ESTRANHA OBSESSÃO
Não a esquecera. Ela fora a pessoa a quem dedicara seu amor, incompreendido por tantas outras. Mas ela, ela o aceitara.
David e Juliane tiveram um relacionamento conturbado. Seis meses. Constantes brigas e reconciliações romanescas. E, entre quatro paredes tudo se resolvia. Amor, paixão ou uma louca obsessão? Até que ela disse: FIM!
Ele não suportou, entregou-se à bebida, “para esquecê-la”. A foto dela transformara-se em um ídolo sobre o altar; o criado-mudo. Erguia o copo e a saudava todas as noites.
Então, começou a importuná-la pelo telefone; não sabia o que havia feito para magoá-la tanto a ponto de desprezá-lo. “Me diga o que eu te fiz?” Era a frase recorrente em todas as ligações. Juliane nem se dava ao trabalho de responder, simplesmente, não atendia as ligações. Já aguentara demais. David era uma pessoa ciumenta, possessiva, desiquilibrada emocionalmente e, embriagava-se com frequência. Cada vez que tinham uma discussão, por qual motivo fosse, ele, no dia seguinte, ele dizia que não se lembrava de nada. Absolutamente, nada. Motivo suficiente!
A memória sempre o enganara, concordava, mas compreender como o amor dela havia terminado era impossível. Era certo que quando não suportava os problemas a mente lhe proporcionava uma fuga, o esquecimento. Também era certo que nunca amara alguém assim, com tanta loucura.
Altas horas da madrugada. David desesperava-se e ligava para Juliane. Ela, há tempo que não o atendia, cansada de responder à mesma pergunta.
Passado um ano, após o término do namoro, David a vira com outro. Não, não suportaria saber que outro desfrutaria dos beijos, dos carinhos, do corpo que já fora seu.
As ligações tornaram-se mais insistentes, sem obter qualquer resposta, principalmente, quando ele se lembrava das noites de amor que tiveram: o vinho, as taças vazias, as roupas espalhadas pelo chão, seus corpos nus, em delírio. E, agora, Juliane deveria estar repetindo esse ritual com o outro. Isso o transtornava e a bebida o consolava.

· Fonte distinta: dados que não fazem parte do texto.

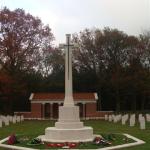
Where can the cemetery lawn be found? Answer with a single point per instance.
(35, 128)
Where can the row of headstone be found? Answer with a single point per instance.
(131, 119)
(6, 120)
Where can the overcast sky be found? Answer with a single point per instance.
(70, 16)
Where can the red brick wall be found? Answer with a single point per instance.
(25, 114)
(36, 110)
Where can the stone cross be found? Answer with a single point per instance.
(68, 71)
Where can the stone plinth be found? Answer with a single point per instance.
(68, 128)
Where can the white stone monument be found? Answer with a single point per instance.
(68, 128)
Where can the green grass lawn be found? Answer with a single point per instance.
(38, 127)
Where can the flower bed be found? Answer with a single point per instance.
(98, 142)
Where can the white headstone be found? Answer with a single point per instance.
(140, 116)
(14, 119)
(124, 119)
(18, 119)
(110, 118)
(148, 117)
(6, 121)
(106, 117)
(132, 120)
(142, 123)
(1, 123)
(22, 118)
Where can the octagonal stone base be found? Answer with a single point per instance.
(68, 128)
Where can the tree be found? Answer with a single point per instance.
(23, 40)
(104, 53)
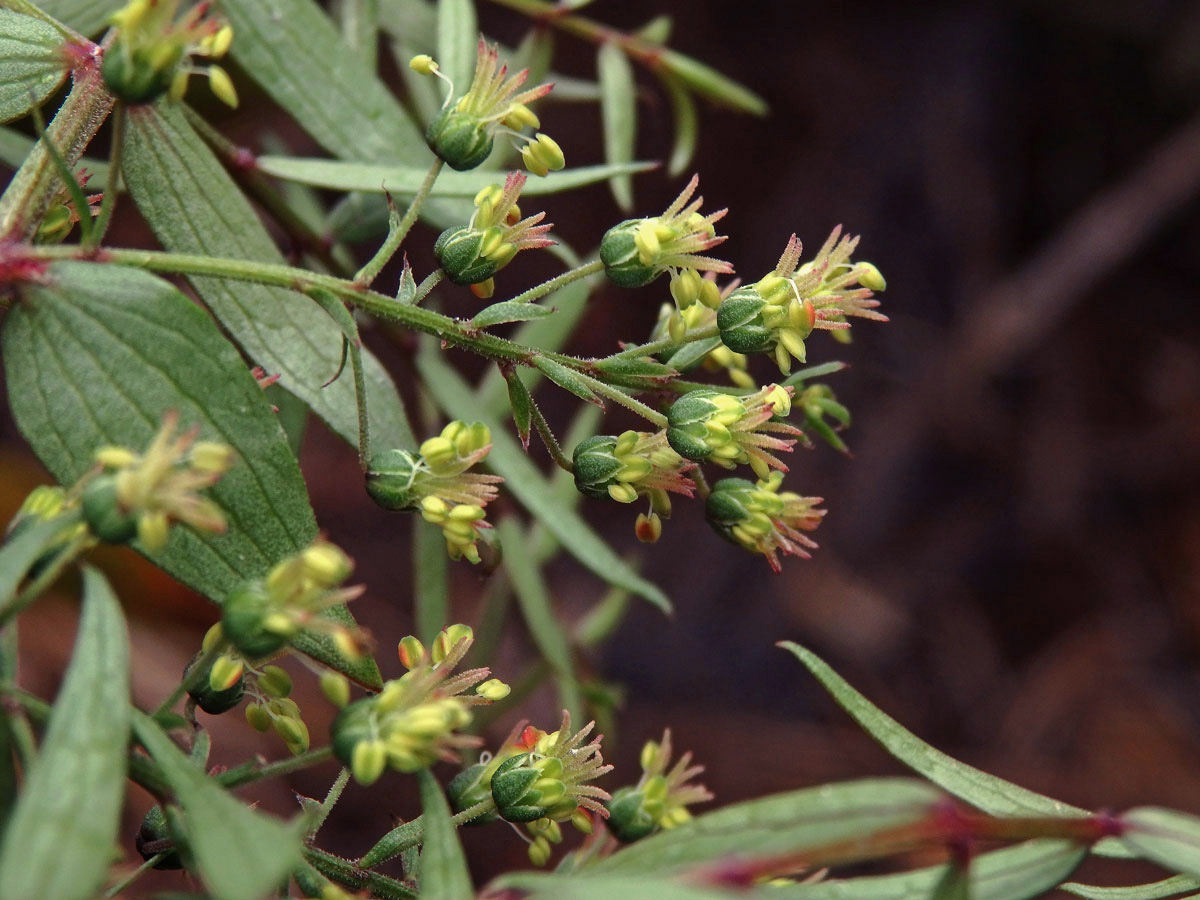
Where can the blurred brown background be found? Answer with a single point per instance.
(1011, 564)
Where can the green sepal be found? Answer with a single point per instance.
(461, 139)
(457, 253)
(739, 318)
(102, 511)
(241, 621)
(618, 252)
(390, 477)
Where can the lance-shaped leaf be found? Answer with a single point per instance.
(406, 180)
(619, 117)
(444, 874)
(193, 207)
(33, 63)
(1171, 839)
(781, 825)
(240, 855)
(60, 840)
(97, 354)
(287, 46)
(529, 486)
(457, 39)
(1019, 873)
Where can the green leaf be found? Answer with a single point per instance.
(60, 840)
(508, 311)
(241, 855)
(193, 207)
(33, 63)
(444, 874)
(619, 117)
(1019, 873)
(405, 180)
(567, 379)
(1168, 887)
(107, 351)
(711, 84)
(22, 550)
(547, 631)
(529, 486)
(780, 823)
(457, 39)
(88, 17)
(291, 47)
(1167, 837)
(987, 792)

Começou a vigiar a casa dela, na esperança de vê-la. Ela, tão linda; o tempo lhe era favorável. Ela estava cada dia mais linda! Tão linda, e de outro!
Decidiu que a esperaria, na madrugada, pularia o muro e a esperaria. Ela saíra cedo. Com certeza, um encontro com o outro. Mas, voltaria. Desde que a vigiava, ela sempre voltara. Sozinha. Conhecia-lhe os hábitos.
E assim o fez.
Juliane entrou com o carro na garagem e, ao sair, foi surpreendida por David, que a agarrou fortemente, colocou a mão em sua boca, impedindo-a de gritar. Ele estava com uma faca, espetando-lhe a cintura. Obrigou-a a abrir a porta.

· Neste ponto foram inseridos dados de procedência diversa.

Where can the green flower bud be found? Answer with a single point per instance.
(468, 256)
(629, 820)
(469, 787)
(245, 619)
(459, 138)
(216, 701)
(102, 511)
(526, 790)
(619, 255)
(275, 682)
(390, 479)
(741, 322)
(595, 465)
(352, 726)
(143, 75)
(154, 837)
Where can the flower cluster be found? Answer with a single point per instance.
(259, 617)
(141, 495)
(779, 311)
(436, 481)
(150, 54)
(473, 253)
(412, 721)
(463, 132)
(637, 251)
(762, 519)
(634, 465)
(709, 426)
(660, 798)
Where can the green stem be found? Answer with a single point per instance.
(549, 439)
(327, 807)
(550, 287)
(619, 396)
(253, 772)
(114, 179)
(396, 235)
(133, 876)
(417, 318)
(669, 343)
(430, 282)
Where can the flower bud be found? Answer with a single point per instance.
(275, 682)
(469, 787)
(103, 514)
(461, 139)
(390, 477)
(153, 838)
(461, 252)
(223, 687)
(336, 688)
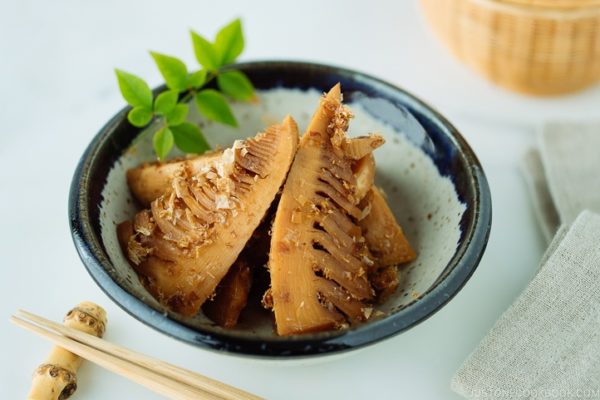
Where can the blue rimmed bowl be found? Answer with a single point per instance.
(434, 182)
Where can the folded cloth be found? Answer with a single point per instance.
(564, 174)
(547, 344)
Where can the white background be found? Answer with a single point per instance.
(57, 88)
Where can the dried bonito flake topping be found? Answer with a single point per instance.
(319, 263)
(183, 246)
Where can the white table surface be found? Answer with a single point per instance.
(57, 88)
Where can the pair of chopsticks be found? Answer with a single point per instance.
(159, 376)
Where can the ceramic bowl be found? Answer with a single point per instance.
(434, 183)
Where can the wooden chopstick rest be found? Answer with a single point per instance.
(56, 378)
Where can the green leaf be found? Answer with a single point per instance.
(236, 85)
(177, 115)
(197, 79)
(139, 116)
(189, 138)
(214, 106)
(165, 102)
(163, 142)
(205, 52)
(229, 42)
(134, 89)
(173, 70)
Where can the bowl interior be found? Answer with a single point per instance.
(430, 176)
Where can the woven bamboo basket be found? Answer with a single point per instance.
(539, 47)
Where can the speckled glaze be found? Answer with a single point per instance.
(420, 125)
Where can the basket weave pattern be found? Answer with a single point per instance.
(531, 48)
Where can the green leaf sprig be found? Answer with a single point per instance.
(170, 108)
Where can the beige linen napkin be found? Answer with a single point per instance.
(564, 174)
(547, 344)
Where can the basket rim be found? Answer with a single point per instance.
(584, 11)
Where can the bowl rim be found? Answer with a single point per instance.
(465, 259)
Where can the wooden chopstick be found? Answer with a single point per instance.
(164, 378)
(183, 375)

Os olhos de David estavam turvados pela bebida, seu hálito era quente e azedo e Juliane alarmou-se, mas nada poderia fazer. Havia a faca na mão dele e sua força de homem, que ela tão bem conhecia.
David pediu que ela vestisse a “langerie” de que ele gostava e lhes servisse duas taças de vinho. “Beba comigo, meu amor. Pelos nossos momentos mais felizes!” Juliane obedeceu. Mas, de repente, viu nos olhos de David um brilho estranho.

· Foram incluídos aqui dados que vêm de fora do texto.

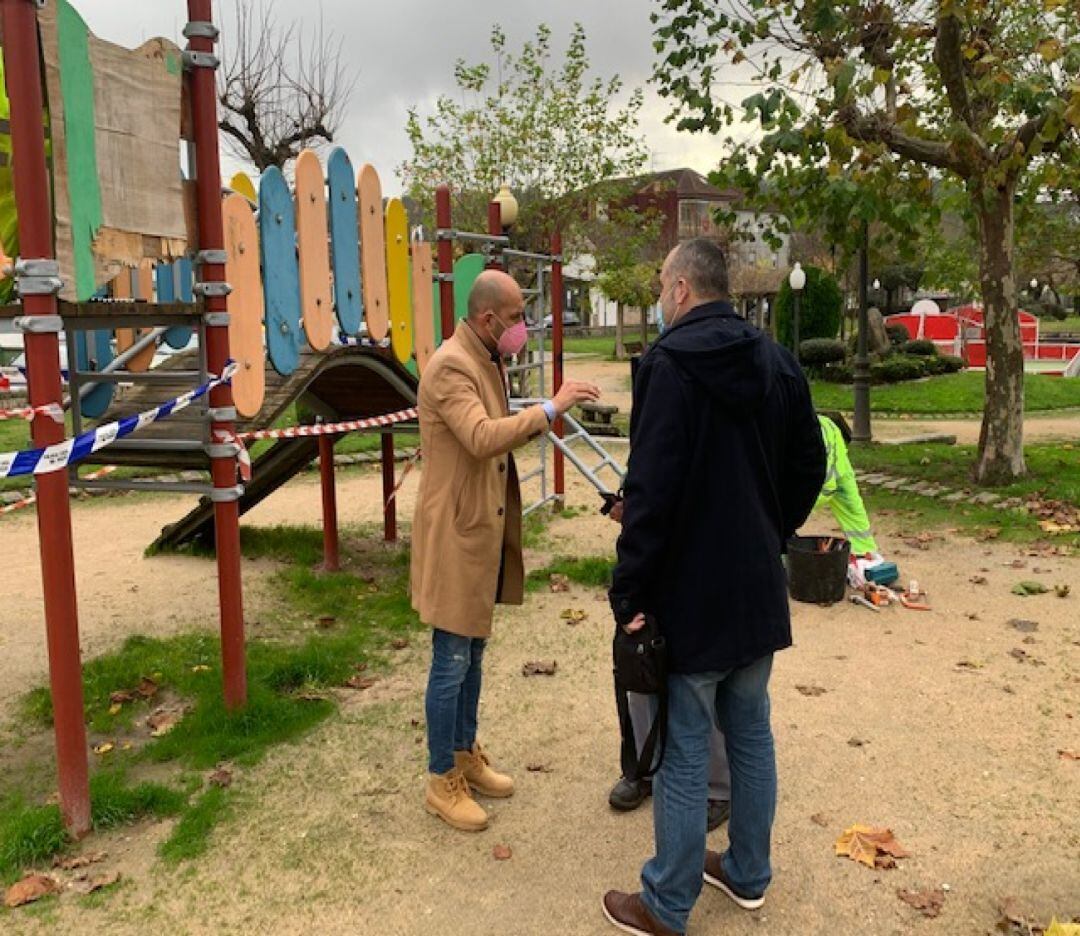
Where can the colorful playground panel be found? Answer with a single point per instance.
(423, 312)
(315, 304)
(399, 283)
(281, 273)
(373, 252)
(245, 303)
(466, 270)
(345, 230)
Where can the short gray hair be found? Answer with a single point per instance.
(704, 267)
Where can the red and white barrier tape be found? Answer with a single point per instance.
(328, 428)
(10, 509)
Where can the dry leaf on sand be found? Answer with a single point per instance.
(869, 845)
(929, 903)
(30, 889)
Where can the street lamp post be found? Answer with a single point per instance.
(797, 281)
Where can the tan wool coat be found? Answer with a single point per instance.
(468, 524)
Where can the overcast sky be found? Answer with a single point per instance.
(403, 52)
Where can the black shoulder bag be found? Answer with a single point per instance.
(640, 665)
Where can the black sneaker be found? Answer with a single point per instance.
(719, 812)
(714, 875)
(629, 795)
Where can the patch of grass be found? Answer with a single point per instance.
(285, 676)
(592, 571)
(191, 836)
(950, 393)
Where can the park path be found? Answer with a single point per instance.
(959, 760)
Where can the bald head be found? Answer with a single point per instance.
(494, 292)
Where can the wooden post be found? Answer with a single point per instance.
(32, 199)
(331, 543)
(389, 506)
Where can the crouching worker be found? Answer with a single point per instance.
(467, 532)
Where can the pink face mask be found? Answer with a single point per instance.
(513, 339)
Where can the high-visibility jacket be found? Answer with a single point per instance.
(840, 491)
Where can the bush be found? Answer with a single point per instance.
(819, 308)
(945, 364)
(921, 348)
(818, 352)
(898, 335)
(898, 368)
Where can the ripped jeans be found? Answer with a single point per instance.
(453, 696)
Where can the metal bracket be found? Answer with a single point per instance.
(221, 449)
(200, 59)
(39, 324)
(225, 496)
(213, 288)
(212, 257)
(201, 29)
(38, 276)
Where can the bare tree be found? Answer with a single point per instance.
(279, 90)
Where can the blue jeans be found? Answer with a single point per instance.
(739, 701)
(453, 696)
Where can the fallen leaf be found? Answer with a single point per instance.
(929, 903)
(1025, 626)
(538, 667)
(89, 885)
(869, 845)
(79, 860)
(30, 889)
(221, 777)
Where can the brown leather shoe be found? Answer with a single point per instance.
(626, 912)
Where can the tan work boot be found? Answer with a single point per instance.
(476, 768)
(447, 797)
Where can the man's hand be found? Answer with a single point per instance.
(574, 392)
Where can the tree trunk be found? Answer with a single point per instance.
(1001, 437)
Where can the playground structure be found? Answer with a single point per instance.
(961, 331)
(322, 283)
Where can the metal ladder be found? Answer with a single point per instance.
(576, 432)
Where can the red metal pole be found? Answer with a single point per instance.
(495, 228)
(556, 350)
(444, 222)
(22, 62)
(389, 506)
(203, 93)
(331, 560)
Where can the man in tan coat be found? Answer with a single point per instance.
(467, 533)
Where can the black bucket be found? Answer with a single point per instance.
(815, 573)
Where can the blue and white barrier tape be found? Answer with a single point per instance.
(63, 453)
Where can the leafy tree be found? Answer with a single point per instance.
(553, 134)
(820, 308)
(874, 96)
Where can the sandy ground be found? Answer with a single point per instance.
(331, 837)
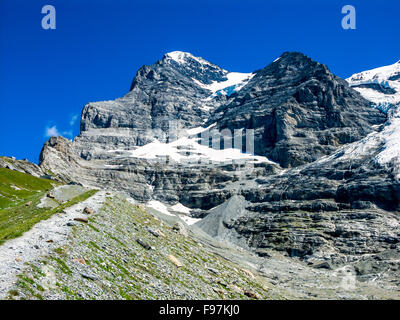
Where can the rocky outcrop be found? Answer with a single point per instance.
(330, 196)
(22, 166)
(298, 110)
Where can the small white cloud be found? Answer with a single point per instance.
(73, 120)
(52, 132)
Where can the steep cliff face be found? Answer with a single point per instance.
(299, 111)
(177, 88)
(323, 184)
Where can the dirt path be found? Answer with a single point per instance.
(39, 241)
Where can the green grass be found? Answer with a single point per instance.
(17, 187)
(18, 218)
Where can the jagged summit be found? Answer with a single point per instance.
(185, 57)
(380, 85)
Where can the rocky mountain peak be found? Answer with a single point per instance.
(381, 85)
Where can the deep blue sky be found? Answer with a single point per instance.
(47, 76)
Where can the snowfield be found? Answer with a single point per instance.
(387, 77)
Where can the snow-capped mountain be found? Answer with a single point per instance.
(229, 83)
(380, 85)
(323, 182)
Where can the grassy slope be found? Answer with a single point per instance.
(15, 216)
(29, 187)
(120, 268)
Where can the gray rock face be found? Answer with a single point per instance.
(23, 166)
(171, 89)
(329, 196)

Ele a deitou no chão, sufocando-lhe a boca com um beijo violento e imobilizando-a com seu corpo. Juliane debatia-se, mas não conseguia libertar-se. Até que sentiu a dor no pescoço e o sangue subindo-lhe à garganta. David a matara!
Enquanto ela gorgolejava, ele pegou uma das taças e encheu-a com o sangue dela, sorvendo-o e olhando-a, com os olhos enevoados, tão inebriados que um êxtase lhe tirava o senso. Fez amor com ela, já morta. Finalmente, ela era sua. Só sua!